See Pilgrim's Pride Corp. v. Eakins, 2013 Iowa App. LEXIS 104 (Jan. 24, 2013).

See generally Larson's Workers' Compensation Law, § 132.07.

ID: Prison Guard Fails to Establish Causal Link Between Work and Heart Attack

The Supreme Court of Idaho, in a divided opinion, recently affirmed a denial of workers' compensation benefits to a prison guard who sustained a heart attack shortly after reporting for work one day, agreeing with Industrial Commission that he had failed to prove a causal connection between the employment and the attack. The guard contended that that the Commission misapplied the law by requiring him to prove that his industrial accident was the sole cause of his heart attack and that his preexisting conditions were not a cause.  The high court indicated the Commission had done no such thing.
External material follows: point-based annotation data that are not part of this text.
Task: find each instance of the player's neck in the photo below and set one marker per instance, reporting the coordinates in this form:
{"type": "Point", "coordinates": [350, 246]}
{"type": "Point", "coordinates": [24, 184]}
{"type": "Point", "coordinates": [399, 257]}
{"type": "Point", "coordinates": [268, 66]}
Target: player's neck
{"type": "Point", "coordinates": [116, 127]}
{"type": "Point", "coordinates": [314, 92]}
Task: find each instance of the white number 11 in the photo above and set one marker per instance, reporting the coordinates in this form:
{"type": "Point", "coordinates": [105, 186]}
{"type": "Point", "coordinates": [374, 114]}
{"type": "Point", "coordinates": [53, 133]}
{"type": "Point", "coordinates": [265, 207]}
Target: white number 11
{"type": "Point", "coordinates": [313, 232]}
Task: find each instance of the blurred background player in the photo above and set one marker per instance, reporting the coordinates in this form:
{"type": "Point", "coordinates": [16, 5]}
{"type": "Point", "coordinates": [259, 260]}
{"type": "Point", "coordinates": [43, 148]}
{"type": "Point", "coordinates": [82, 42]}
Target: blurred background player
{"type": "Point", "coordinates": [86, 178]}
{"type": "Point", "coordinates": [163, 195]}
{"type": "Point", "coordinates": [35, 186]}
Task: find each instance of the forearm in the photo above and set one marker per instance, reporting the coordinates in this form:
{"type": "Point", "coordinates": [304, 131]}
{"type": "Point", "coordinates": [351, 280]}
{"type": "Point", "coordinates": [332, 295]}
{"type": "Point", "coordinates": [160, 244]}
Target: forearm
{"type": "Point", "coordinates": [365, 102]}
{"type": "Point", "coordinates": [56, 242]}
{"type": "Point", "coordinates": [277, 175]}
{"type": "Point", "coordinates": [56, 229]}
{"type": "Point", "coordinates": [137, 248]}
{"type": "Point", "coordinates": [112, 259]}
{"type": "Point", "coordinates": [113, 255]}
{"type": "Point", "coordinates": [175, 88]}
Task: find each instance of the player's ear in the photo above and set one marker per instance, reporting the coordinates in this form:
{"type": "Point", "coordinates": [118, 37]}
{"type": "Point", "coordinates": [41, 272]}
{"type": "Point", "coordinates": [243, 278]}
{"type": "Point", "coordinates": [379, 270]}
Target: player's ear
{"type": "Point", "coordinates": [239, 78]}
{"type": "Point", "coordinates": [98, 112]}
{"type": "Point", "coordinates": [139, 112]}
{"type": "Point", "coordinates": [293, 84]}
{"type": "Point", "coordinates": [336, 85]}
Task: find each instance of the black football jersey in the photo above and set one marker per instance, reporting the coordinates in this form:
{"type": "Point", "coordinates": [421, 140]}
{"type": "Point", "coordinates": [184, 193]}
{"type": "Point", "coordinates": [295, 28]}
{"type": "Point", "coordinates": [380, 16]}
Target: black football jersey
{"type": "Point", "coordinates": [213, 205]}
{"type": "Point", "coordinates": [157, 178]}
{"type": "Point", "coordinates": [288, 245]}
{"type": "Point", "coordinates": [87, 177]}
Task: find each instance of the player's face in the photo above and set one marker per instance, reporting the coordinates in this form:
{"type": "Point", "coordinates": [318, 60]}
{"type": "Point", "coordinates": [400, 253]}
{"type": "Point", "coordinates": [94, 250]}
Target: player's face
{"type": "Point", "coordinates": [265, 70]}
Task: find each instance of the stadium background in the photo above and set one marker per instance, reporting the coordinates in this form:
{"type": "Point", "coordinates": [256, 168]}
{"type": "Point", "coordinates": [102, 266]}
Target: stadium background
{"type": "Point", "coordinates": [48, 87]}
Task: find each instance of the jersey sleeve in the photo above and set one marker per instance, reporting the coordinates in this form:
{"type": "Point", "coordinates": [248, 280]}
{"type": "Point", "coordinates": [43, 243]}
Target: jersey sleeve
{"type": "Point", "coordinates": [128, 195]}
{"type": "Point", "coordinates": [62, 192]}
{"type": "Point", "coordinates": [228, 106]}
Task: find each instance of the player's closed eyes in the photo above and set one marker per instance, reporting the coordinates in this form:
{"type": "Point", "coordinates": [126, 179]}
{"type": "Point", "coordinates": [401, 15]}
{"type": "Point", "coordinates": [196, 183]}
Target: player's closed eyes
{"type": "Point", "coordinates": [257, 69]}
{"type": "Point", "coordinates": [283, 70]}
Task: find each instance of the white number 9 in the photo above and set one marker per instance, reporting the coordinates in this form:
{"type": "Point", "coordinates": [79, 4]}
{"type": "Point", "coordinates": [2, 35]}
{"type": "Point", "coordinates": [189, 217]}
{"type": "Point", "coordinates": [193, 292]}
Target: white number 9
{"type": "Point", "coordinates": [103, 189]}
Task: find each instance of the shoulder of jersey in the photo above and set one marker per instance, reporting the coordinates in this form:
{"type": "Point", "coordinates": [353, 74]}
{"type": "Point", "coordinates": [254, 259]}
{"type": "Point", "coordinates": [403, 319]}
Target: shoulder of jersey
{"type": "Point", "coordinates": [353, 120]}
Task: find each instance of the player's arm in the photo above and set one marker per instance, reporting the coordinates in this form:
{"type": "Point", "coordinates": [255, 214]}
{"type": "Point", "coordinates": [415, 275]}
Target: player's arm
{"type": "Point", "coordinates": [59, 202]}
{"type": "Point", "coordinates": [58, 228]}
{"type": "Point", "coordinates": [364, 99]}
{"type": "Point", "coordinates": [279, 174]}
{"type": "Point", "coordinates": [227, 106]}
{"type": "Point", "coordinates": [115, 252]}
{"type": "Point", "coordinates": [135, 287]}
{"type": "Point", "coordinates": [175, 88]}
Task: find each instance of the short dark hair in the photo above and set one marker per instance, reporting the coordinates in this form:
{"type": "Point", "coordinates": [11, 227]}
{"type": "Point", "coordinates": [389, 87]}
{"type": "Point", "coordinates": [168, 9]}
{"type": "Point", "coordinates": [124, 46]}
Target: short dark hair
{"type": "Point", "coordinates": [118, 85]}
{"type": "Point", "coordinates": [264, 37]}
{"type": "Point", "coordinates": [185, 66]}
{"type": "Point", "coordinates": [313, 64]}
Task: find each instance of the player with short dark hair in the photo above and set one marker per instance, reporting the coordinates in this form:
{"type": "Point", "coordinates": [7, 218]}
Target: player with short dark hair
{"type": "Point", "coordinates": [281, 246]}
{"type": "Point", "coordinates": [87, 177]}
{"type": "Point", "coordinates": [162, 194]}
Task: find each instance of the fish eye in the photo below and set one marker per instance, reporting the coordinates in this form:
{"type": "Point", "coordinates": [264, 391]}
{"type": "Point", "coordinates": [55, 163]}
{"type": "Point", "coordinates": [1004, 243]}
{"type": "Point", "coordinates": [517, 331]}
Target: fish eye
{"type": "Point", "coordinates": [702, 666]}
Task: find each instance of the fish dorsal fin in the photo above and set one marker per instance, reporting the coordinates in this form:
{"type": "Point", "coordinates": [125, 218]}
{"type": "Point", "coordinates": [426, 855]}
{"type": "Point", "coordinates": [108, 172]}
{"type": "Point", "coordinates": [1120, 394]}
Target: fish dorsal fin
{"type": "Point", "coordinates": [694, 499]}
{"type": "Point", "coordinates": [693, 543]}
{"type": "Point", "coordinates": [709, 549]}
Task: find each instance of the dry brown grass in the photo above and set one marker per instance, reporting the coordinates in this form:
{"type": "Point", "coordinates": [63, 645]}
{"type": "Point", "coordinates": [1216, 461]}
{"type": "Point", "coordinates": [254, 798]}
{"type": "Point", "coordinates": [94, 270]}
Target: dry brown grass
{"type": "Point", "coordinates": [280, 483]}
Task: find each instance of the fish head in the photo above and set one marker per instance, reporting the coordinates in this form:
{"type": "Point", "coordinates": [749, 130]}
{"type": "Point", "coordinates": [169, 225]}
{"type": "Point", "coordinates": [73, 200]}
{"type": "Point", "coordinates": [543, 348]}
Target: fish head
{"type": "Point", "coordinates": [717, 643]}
Rather, the Commission had found that the guard failed to establish to a reasonable medical probability that his heart attack was triggered by his activities at work on the day in question.  The guard's cardiologist had opined that the heart attack was caused when preexisting atherosclerotic plaque in the guard's artery ruptured, which was the inciting event of a coronary thrombosis. The cardiologist said that work activities may have contributed 50% to the heart attack.  The court said the Commission interpreted the cardiologist's testimony as being able to identify when the blockage of the artery occurred because there was an onset of symptoms, but being unable to identify whether the plaque rupture that caused the blockage occurred as a result of stressors prior to the guard's arriving at work or after he had arrived at work.  As the fact finder, the Commission was free to give whatever weight it thought appropriate to the medical evidence.

See Henry v. Department of Corrections, 2013 Ida. LEXIS 31 (Jan. 23, 2013).

See generally Larson's Workers' Compensation Law, § 128.05.